Once it is determined that the Village had the authority to impose the tax, the sole remaining limitation on the validity of the ordinance is whether it offends the constitution. (Metropolis Theater Co. v. City of Chicago.) The sole limitation found in our constitution on the power of the legislature to tax occupations is contained in article IX, section 2 of the 1970 Illinois Constitution. That section provides:

"In any law classifying the subjects or objects of non-property taxes or fees, the classes shall be reasonable and the subjects and objects within each class shall be taxed uniformly."

Plaintiff argues that the ordinance offends this section because it taxes only indoor and not outdoor tennis clubs and, as such, the tax is arbitrary, discriminatory and based upon an unreasonable classification. It is to be expressly noted at this point that the record indicates that there are no outdoor tennis clubs presently existing in the Village of Willowbrook.

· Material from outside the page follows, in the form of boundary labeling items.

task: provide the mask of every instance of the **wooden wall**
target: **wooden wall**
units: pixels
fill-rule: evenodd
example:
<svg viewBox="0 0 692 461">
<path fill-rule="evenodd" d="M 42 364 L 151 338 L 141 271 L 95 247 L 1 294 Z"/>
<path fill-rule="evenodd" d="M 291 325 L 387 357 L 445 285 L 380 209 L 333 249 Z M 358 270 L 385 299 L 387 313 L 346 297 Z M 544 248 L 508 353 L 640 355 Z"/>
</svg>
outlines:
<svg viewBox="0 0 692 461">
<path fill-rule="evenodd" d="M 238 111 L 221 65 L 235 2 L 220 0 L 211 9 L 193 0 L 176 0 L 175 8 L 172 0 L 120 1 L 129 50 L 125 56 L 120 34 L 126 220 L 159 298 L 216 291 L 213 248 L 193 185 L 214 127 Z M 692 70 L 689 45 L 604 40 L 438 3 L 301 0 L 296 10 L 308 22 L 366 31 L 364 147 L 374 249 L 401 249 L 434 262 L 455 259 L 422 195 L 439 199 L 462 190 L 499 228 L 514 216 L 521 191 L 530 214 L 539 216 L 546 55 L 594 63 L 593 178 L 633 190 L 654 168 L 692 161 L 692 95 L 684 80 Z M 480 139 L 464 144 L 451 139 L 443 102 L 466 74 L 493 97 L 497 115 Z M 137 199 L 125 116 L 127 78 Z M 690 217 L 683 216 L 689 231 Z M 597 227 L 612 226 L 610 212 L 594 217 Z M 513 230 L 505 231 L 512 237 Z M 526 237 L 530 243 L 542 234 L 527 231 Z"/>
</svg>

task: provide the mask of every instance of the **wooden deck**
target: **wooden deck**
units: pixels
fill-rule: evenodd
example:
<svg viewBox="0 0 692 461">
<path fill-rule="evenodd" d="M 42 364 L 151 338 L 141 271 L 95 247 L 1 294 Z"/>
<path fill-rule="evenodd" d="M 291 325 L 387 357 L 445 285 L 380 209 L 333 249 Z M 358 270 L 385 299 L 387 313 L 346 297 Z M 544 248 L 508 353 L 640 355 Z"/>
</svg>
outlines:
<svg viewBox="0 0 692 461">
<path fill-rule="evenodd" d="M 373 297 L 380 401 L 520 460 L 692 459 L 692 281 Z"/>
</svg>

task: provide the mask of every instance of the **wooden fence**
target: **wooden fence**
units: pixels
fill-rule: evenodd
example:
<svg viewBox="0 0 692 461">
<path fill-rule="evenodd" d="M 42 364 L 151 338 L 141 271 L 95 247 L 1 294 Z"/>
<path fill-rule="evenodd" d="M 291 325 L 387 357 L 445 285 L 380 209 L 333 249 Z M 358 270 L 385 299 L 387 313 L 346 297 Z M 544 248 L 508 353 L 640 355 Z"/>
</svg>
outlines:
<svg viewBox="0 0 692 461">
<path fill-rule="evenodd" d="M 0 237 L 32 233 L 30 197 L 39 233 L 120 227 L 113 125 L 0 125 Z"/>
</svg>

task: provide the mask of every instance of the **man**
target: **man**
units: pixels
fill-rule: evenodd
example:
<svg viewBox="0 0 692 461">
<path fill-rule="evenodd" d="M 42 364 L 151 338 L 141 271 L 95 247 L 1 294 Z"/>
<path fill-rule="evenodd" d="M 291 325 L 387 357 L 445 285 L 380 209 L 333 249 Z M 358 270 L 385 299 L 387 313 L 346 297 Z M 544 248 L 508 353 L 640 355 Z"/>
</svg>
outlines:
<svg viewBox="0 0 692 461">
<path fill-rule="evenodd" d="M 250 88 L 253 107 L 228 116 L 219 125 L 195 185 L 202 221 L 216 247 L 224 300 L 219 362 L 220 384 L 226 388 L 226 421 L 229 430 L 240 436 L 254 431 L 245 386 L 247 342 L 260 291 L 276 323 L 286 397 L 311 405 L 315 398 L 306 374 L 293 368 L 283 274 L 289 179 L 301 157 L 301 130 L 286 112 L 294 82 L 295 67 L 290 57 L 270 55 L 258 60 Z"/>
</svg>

• 4 The rule regarding legislative classifications for taxing purposes was stated by the supreme court in Hemmer v. Department of Revenue (1968), 41 Ill.2d 273, 276, 242 N.E.2d 196, 197-98:

"Reasonable classifications may be made for purposes of taxation. [Citations.] However, these `classifications must be based upon real and substantial differences between persons taxed and those not taxed, [citation] and they must bear some reasonable relationship to the object of the legislation, [citation] or to public policy [citation].' [Citation.]" (Emphasis added.)

In Hemmer, the court agreed with the contention of a feed mill operator that the imposition of a retailer's occupational tax on feed additives included in custom mixed feed but not on the same additives when included in premixed brand name feed constituted a denial of equal protection. The court found the taxing classification invalid by finding that it had "no discernible relationship to the realities of life * * *." 41 Ill.2d 273, 276, 242 N.E.2d 196, 198.

Since there are no presently existing outdoor tennis clubs in the Village of Willowbrook, we find that the classification in question — indoor tennis clubs — has a clearly "discernible relationship to the realities of life" as it is based on the real and substantial differences existing between indoor and outdoor tennis clubs in the Village. It would be unreasonable to require a village, when it imposes a revenue-raising tax on an amusement, to impose the tax on nonexistent entities.

• 5 We therefore find the ordinance in question to be a valid exercise of the taxing powers of the Village conferred on it by section 11-42-5 of the Illinois Municipal Code and not offensive to article IX, section 2 of the Illinois Constitution. The judgment of the trial court is hereby reversed.

Judgment reversed.

SEIDENFELD, P.J., and HALLETT, J., concur.